Так и этак утешала Оксана:
— Без расставаний нет и встреч, Игорь. Что же вы предпочитаете, завязнуть в иллюзиях? Ошибка не становится краше оттого, что она ваша собственная.
И еще, сердито:
— В море, скорее в море! Одно лекарство для вас.
Он покорно соглашался. И все-таки… Любую вещь, любой из его подарков Лера могла отдать, но этот… Корвет «Бриль», корвет Тиля Уленшпигеля! Снесли в магазин, как поношенную рухлядь. Корвет «Бриль» среди тарелочек, собачек, слоников, среди дурацкой белиберды. С этикеткой, оскорбительной этикеткой из серого картона. Цена тридцать рублей всего… Ах, до чего им не хватает этих денег, ей и профессору!
Вода в канале дышала холодом, Оксана озябла. Игорь грел ее руки, просил прощения, хотел отвести ее домой. Она отказывалась, притихшая и почему-то грустная.
Конечно, он выглядел жалким, слабым. Не следовало так распускать себя…
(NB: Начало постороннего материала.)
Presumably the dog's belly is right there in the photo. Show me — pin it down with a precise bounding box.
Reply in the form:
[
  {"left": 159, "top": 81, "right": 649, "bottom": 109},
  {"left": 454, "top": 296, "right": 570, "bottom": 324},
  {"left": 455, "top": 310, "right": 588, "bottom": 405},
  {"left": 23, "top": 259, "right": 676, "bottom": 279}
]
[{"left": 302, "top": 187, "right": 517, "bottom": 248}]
Простившись с Оксаной, он почувствовал, что на судно не пойдет, ведь все равно не уснуть. Виски ломило от множества вопросов, упреков, догадок, и все они соединялись в один вопрос. Выразить этот вопрос словами ему было бы трудно, но тяжесть его, — требовательная, беспощадная тяжесть, — все росла и искала выхода.
Подкатил трамвай, Игорь вскочил в него, едва прочитав на дощечке название вокзала.
Надо ехать. Покоя не будет, пока он не увидит Леру…
Что он скажет Лере? Еще в присутствии Батечки… Надо придумать какой-то предлог…
Минут через сорок он сошел с поезда, так ничего и не придумав. Гудели машины, ныряя под виадук. Спешили люди с авоськами, с заступами, с пучками зеленых веток. Пахло дымом — кое-где еще жгли прошлогодние листья.
Дача Батечки открылась ему за поворотом вся сразу, бревенчатый терем-теремок, облитый солнцем, на темном, грозовом фоне леса. Игорь свернул с большака на тропинку, в чащу кустарника, чтобы подойти к даче незаметно. Может быть, Лера в саду. Авось удастся поговорить наедине…
Терем молчал, его башенки спокойно уходили ввысь, у заднего крылечка спала мохнатая рыжая овчарка. За цветными стеклами веранды чернели пустые стулья вокруг длинного пустого стола. Солнце золотило капли смолы, кружево паутинок в пазах.
Ждал Игорь долго. Засаду его обнаружили комары, он отбивался от них, бранясь шепотом, сквозь зубы.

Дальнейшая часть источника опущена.